In a letter sent to Vancouver Mayor Gregor Robertson last Thursday, Airbnb says it has axed 130 listings from its site that were deemed to be “commercial operators.”
“Airbnb has proactively removed more than 130 listings from our platform in Vancouver that we believe belong to commercial operators and do not meet the standards and priorities of our community, nor the guest experience we seek to provide,” writes Airbnb’s Canadian Public Policy director Alex Dagg.
But the letter warns while the listings have been pulled, they could always appear on other websites.
That’s a problem for Vancouver Councillor Geoff Meggs, who says while he’s pleased Airbnb took action, the company didn’t share details on the offending properties with the city.
“[We need to know] who’s being taken out and why, so that if they pop up elsewhere the city can avoid some duplication. We’re not looking at having that made public to the general public, but an enforcement program would be much effective if we knew who was being taken off the platform in the event they popped up on another,” he said.

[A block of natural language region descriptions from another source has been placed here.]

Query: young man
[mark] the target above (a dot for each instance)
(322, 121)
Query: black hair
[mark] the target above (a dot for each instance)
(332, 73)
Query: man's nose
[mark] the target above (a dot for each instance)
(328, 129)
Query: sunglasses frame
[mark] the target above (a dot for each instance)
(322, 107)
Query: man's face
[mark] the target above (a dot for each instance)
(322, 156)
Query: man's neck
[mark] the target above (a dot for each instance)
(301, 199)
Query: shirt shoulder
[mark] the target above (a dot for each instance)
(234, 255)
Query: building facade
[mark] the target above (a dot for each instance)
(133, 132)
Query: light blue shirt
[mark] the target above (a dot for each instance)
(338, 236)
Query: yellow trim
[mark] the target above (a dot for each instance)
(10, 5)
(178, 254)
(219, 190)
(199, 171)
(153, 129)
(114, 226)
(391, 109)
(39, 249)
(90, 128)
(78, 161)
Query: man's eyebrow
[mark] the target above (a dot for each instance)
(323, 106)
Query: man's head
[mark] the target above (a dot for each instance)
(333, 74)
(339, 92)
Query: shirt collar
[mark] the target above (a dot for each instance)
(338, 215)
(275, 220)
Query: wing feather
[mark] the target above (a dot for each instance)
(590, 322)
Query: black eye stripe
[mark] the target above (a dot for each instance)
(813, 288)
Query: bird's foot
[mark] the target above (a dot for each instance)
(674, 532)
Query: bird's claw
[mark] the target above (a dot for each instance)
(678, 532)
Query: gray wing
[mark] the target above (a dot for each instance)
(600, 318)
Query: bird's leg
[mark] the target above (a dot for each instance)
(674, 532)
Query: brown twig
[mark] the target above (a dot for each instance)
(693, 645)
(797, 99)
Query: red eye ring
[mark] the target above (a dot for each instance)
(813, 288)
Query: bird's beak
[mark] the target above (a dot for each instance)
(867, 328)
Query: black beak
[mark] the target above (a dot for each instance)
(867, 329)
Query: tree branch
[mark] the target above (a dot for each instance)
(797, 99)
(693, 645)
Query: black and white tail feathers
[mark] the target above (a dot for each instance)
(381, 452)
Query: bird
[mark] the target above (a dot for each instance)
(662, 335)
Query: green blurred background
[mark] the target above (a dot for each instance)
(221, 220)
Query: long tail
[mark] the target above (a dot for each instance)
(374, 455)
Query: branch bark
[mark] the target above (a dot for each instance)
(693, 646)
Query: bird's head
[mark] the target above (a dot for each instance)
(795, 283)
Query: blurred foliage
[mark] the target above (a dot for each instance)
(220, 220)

Meggs says it’s an issue city staff are currently discussing with the company, as talks about new regulations inch forward.
The move is the latest in a charm offensive by the Airbnb, which has come under fire in Vancouver’s ever tightening rental market.
Last month, it released a report claiming Airbnb guests were pumping more than $400-million into the local economy.
Bylaw in the works
Last month, Vancouver Council voted in principle to move ahead with a new city bylaw that would regulate short-term rental sites, a move it says could free up up to 1,000 rental units.
It’s a figure Airbnb disputes, arguing a study of its own found only 320 units in Vancouver that “out compete” long term rentals in revenue.
A year worth of data released by the city last spring found about 5,000 short term rental listings in Vancouver, nearly three-quarters of them being for an entire residence.
The bylaw proposal would ban commercial rentals by requiring hosts to only rent their principal residence, either when they are away from home or in the form of individual rooms.
Hosts would be required to obtain a business license which would have to be included on their Airbnb rental posting, and prove the home wasn’t in violation of strata bylaws.
A final draft of the bylaw is expected by spring.